Let’s also admit this, too, though: The Tree Whisperer contains passages, pages, maybe even whole sections that’ll baffle just about any of his readers.

Theresa Kishkan, characteristically, several years ago casually offered some deep wisdom about about Harold Rhenisch in a short, possibly offhand comment on my olde blog.

“The thing about Harold is that he doesn't write to a template, his books aren't manufactured to appeal to a particular publishing mode -- and those are the qualities that appeal to me most, I think. He doesn't tie up loose ends, his sense of narrative is organic and responds to weather and the idiosyncratic nudges of sunlight and starlight, so he's not necessarily easy to categorize or place. And thank goodness for that.”

And yeah, yes, right, that’s true, even if I’ve kept piling up words trying to articulate that sensibility as well as its value. It has been a few years since I blogged about him, but I’ve made the attempt several times, and I’ve kept reading Rhenisch even if I haven’t been blogging about him. (Or indeed blogged about anything: viz, the silence between April 2020 and May 2022, and between July 2022 and May 2023.)

Overall, Rhenisch isn’t an easy read, especially when you start reading him, and even more so if you inadvertently start with something that’ll never suit your reading. As well, he’s got his detractors amongst those one might expect to consider his potential audience, and my sense is that his books are written experimentally, to see how they’ll work out. If you’re unclear what parallels he sees between colonialism and how first-wave and second-wave colonial Canada are being transformed (rural —> urban, among other things), if you don’t know what side he’d choose in relation to a writer he’s discussing (if you’re not clear that there might be sides, or how many sides!), if you’re unfamiliar with the outlines of agricultural history in British Columbia, well, your reading may cost you some effort, my friend:

"Much of poetry is still compressed into books, with heavily pruned lines arranged to fit the requirements of machine printing.

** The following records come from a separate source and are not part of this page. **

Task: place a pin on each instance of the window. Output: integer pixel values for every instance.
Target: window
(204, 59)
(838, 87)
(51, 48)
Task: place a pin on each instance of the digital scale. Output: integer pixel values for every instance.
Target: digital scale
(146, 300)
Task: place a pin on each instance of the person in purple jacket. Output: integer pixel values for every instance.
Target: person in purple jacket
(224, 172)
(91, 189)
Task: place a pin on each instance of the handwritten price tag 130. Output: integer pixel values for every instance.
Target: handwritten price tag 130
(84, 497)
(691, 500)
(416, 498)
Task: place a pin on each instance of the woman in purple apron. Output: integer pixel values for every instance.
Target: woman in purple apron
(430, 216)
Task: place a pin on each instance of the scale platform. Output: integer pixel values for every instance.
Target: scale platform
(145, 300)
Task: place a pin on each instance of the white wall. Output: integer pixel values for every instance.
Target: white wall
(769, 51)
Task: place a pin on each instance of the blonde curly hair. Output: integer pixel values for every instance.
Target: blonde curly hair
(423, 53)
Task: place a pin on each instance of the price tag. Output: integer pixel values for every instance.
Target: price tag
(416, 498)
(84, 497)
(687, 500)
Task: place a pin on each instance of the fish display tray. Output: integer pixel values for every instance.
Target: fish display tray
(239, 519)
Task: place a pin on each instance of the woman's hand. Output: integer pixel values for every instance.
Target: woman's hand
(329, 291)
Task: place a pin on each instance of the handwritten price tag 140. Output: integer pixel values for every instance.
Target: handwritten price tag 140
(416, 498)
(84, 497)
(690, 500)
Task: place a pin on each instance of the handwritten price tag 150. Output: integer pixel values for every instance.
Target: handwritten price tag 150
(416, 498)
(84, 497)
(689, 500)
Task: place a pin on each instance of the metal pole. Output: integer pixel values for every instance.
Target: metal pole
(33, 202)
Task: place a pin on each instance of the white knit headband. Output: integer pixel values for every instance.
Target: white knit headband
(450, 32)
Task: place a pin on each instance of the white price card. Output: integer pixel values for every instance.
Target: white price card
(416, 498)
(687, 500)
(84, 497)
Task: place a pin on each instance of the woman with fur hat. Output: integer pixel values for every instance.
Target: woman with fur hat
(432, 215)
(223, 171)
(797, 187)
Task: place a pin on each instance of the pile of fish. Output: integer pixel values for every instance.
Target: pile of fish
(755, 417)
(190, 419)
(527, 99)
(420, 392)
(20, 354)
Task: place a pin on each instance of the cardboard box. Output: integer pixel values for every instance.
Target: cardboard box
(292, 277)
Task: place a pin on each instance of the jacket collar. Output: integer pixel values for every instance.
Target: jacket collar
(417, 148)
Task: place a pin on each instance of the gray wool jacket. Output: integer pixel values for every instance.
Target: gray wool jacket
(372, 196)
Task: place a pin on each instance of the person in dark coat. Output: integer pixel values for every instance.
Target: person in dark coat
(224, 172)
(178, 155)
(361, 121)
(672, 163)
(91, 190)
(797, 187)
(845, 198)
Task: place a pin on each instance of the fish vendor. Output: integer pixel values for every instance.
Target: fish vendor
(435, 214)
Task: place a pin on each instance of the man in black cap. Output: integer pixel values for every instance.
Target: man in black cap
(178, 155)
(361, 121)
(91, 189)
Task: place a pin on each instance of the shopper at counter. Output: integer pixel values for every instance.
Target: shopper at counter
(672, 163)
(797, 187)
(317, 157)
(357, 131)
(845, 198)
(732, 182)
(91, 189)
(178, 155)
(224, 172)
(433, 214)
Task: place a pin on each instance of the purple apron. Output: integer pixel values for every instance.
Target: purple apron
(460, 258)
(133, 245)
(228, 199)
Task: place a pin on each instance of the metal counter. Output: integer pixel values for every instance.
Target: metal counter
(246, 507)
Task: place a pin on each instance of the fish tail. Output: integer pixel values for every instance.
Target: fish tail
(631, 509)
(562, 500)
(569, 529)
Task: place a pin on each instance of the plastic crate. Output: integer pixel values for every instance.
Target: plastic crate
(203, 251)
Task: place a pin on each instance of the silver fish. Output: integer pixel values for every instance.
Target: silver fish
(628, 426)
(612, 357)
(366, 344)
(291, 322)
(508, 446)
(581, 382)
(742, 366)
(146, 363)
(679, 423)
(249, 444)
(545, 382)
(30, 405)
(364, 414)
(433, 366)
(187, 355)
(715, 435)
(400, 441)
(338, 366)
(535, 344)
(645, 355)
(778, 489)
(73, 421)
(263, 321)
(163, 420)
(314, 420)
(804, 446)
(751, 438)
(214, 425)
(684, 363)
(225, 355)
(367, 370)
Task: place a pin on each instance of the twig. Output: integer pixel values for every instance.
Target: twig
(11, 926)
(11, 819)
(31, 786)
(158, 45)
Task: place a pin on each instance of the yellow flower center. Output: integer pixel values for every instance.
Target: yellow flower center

These corsets for verse are little different from planting an orchard to match the shape of a heavy, industrial tractor. That’s what been done to us. That’s what’s been done to trees." (p.16)

But.

Sometimes, as in whole sections of The Tree Whisperer (“Learning to See” being one such), I suddenly find shining in the sun or water what I take Rhenisch to be trying to articulate: “I was writing you into my valley and my valley into you” (p.122).

For complicated reasons, I can’t seem to write a full review/comment on this book, even though I want to, so if you want more, I’d suggest the generous, open-hearted reading by Adrienne Fitzpatrick in The BC Review. Like me, Fitzpatrick seems to have struggled with The Tree Whisperer, but in the end she found her way through by recognizing the sort of reciprocal koans at the book’s heart: “Trees shaped and continue to shape his life, education, and poetry. Trees are poetry, and Rhenisch is a tree. Once I got my head around it, I was there with him, following him through his orchard and the lands and rivers of his home in the North Okanagan.”

When I can be there with him, when I’m not bogged down or bound up in my internal conflicts sparked by reading him, I’m a very, very happy reader. With The Tree Whisperer, I found myself there often, and intensely so — even if this made me cranky when I couldn’t find a way to make the imaginative trip.